Selman Hocadan muhteşem 2 masal… Okumadan geçmeyin…
Masal dergisinin 22. Sayısı çıktı. Eğitici bir o kadar da eğlenceli olan masal dergisi yine dopdolu 22. Sayısı ile okuyucuları ile buluştu. Sivasbiliyor Haber’in Engelliler haber bülteni Editörü Yazarımız Selman Devecioğlu, Masal dergisinde muhteşem 2 masal ile okurlarının karşısına çıktı.
Selman Devecioğlu, Küskün tay masalı ile Dikenli kirpi ve merhametli Ali isimli masalında akıcı bir dille okuyucularını bilgilendiriliyor… İşte Selman Hocadan muhteşem 2 masal….
ÜSKÜN TAY MASALI
Evvel zaman içinde kalbur saman içinde,
Göz nekadar ağlasa gönül güman içinde.
Bir masal anlatalım dinleyenler dinlesin,
Kendince yorumlasın hoş hayaller içinde.
Anlatsın dostlarına mutluluklar saçarak,
Uykuya dalsın, rüyalara kanatlarını açarak.

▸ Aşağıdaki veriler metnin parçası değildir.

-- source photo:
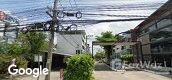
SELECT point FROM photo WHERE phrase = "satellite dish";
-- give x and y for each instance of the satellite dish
(78, 15)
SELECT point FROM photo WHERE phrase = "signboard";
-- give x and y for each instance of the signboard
(38, 58)
(2, 15)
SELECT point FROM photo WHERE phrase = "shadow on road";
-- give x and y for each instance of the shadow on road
(102, 67)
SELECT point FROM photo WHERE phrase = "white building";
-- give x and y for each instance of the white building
(71, 42)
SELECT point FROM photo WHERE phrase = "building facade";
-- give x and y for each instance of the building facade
(155, 35)
(71, 42)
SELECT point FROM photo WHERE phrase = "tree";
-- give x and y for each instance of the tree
(127, 56)
(99, 55)
(108, 37)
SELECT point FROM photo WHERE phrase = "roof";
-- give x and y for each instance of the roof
(164, 8)
(102, 43)
(73, 32)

Yeşil ormanların ortasında, ağaç dallarının gölgesinde
Yılkı atları yaşarmış. Birbirinden ayrılmazlar tehlikelere karşı birlikte mücadele ederlermiş.

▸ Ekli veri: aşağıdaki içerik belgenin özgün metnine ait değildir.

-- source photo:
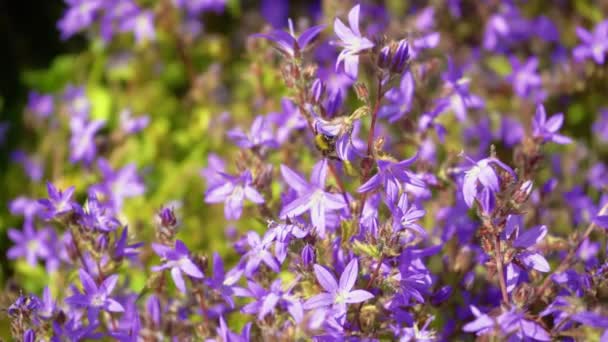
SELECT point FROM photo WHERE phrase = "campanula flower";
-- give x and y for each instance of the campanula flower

Büyük, küçük, dede torun, sevgiyle sarılır, oyunlar oynar kırlarda koşarlarmış.
Kırtay adında minicik bir tay varmış. O diğer arkadaşlarından biraz farklıymış. Yaşı küçükmüş ama akıllıymış. Sadece tek bir kötü huyu varmış, biraz alınganmış.
Diğer küçük taylarla oyunlar oynarken hemen küser, ben oynamıyorum diyerek uzaklaşırmış.
Günler geçmiş geceler sabahları kovalamış, güneşle ay saklambaç oynamış.
Taylar yeşil alana toplanmış. Yaz sıcağı ısıtırken toprağı, taylar inletmiş sesleriyle ovaları. Kırtay yenibir oyun buldum arkadaşlar diye sıçramış, diğer arkadaşları merakla etrafına sıralanmış.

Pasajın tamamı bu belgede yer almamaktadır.